Group and count over a start and end range

Question

If I have data in the following format:

[
  {
    _id: 1,
    startDate: ISODate("2017-01-1T00:00:00.000Z"),
    endDate: ISODate("2017-02-25T00:00:00.000Z"),
    type: 'CAR'
  },
  {
    _id: 2,
    startDate: ISODate("2017-02-17T00:00:00.000Z"),
    endDate: ISODate("2017-03-22T00:00:00.000Z"),
    type: 'HGV'
  }
]

Is it possible to retrieve data grouped by 'type', but also with a count of the type for each of month in a given date range e.g. between 2017/1/1 to 2017/4/1 would return:

[
  {
   _id: 'CAR', 
   monthCounts: [
     /*January*/
     {
       from: ISODate("2017-01-1T00:00:00.000Z"), 
       to: ISODate("2017-01-31T23:59:59.999Z"), 
       count: 1
     },
     /*February*/
     {
       from: ISODate("2017-02-1T00:00:00.000Z"), 
       to: ISODate("2017-02-28T23:59:59.999Z"), 
       count: 1
     },
     /*March*/
     {
       from: ISODate("2017-03-1T00:00:00.000Z"), 
       to: ISODate("2017-03-31T23:59:59.999Z"), 
       count: 0
     },
   ]
  },
  {
   _id: 'HGV', 
   monthCounts: [
     {
       from: ISODate("2017-01-1T00:00:00.000Z"), 
       to: ISODate("2017-01-31T23:59:59.999Z"), 
       count: 0
     },
     {
       from: ISODate("2017-02-1T00:00:00.000Z"), 
       to: ISODate("2017-02-28T23:59:59.999Z"), 
       count: 1
     },
     {
       from: ISODate("2017-03-1T00:00:00.000Z"), 
       to: ISODate("2017-03-31T23:59:59.999Z"), 
       count: 1
     },
   ]
  }
]

The returned format is not really important, but what I am trying to achieve is in a single query to retrieve a number of counts for the same grouping (one per month). The input could be simply a start and end date to report from or more likely it could be an array of the date ranges to group by.

Neil Lunn · Accepted Answer

The algorithm for this is to basically "iterate" values between the interval of the two values. MongoDB has a couple of ways to deal with this, being what has always been present with mapReduce() and with new features available to the aggregate() method.

I'm going expand on your selection to deliberately show an overlapping month since your examples did not have one.
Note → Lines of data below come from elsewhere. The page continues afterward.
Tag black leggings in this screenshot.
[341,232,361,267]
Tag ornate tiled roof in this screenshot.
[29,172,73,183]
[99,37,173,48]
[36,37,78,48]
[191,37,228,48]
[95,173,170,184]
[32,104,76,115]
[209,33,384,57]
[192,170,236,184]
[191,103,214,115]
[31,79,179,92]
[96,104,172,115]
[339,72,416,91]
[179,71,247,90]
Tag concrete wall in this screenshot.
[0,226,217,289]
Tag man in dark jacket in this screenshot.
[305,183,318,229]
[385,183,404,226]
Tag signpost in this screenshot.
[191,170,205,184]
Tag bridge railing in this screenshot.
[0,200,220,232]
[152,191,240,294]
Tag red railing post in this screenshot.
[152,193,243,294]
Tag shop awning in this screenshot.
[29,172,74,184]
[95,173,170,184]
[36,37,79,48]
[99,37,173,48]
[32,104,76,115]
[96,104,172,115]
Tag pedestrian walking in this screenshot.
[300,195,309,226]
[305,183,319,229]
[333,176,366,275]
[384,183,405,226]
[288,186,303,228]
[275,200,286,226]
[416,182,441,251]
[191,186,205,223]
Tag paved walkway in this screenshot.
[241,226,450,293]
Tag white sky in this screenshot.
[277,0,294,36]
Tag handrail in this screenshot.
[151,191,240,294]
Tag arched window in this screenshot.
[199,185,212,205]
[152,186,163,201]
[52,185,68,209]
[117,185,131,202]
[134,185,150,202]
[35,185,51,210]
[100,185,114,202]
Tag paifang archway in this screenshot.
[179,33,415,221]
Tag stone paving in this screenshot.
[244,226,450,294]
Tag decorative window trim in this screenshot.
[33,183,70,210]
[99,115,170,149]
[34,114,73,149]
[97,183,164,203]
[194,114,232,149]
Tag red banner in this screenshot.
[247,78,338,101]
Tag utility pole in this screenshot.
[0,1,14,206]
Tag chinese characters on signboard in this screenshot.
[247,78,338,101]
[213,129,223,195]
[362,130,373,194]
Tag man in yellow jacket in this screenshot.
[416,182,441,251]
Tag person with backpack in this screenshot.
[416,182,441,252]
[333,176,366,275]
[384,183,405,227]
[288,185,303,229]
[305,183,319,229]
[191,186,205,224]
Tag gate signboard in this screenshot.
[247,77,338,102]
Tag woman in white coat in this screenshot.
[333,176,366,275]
This will result in the "HGV" values appearing in "three" months of output.

{
        "_id" : 1,
        "startDate" : ISODate("2017-01-01T00:00:00Z"),
        "endDate" : ISODate("2017-02-25T00:00:00Z"),
        "type" : "CAR"
}
{
        "_id" : 2,
        "startDate" : ISODate("2017-02-17T00:00:00Z"),
        "endDate" : ISODate("2017-03-22T00:00:00Z"),
        "type" : "HGV"
}
{
        "_id" : 3,
        "startDate" : ISODate("2017-02-17T00:00:00Z"),
        "endDate" : ISODate("2017-04-22T00:00:00Z"),
        "type" : "HGV"
}

Aggregate - Requires MongoDB 3.4

db.cars.aggregate([
  { "$addFields": {
    "range": {
      "$reduce": {
        "input": { "$map": {
          "input": { "$range": [ 
            { "$trunc": { 
              "$divide": [ 
                { "$subtract": [ "$startDate", new Date(0) ] },
                1000
              ]
            }},
            { "$trunc": {
              "$divide": [
                { "$subtract": [ "$endDate", new Date(0) ] },
                1000
              ]
            }},
            60 * 60 * 24
          ]},
          "as": "el",
          "in": {
            "$let": {
              "vars": {
                "date": {
                  "$add": [ 
                    { "$multiply": [ "$$el", 1000 ] },
                    new Date(0)
                  ]
                },
                "month": {
                }
              },
              "in": {
                "$add": [
                  { "$multiply": [ { "$year": "$$date" }, 100 ] },
                  { "$month": "$$date" }
                ]
              }
            }
          }
        }},
        "initialValue": [],
        "in": {
          "$cond": {
            "if": { "$in": [ "$$this", "$$value" ] },
            "then": "$$value",
            "else": { "$concatArrays": [ "$$value", ["$$this"] ] }
          }
        }
      }
    }
  }},
  { "$unwind": "$range" },
  { "$group": {
    "_id": {
      "type": "$type",
      "month": "$range"
    },
    "count": { "$sum": 1 }
  }},
  { "$sort": { "_id": 1 } },
  { "$group": {
    "_id": "$_id.type",
    "monthCounts": { 
      "$push": { "month": "$_id.month", "count": "$count" }
    }
  }}
])

The key to making this work is the $range operator which takes values for a "start" and and "end" as well as an "interval" to apply. The result is an array of values taken from the "start" and incremented until the "end" is reached.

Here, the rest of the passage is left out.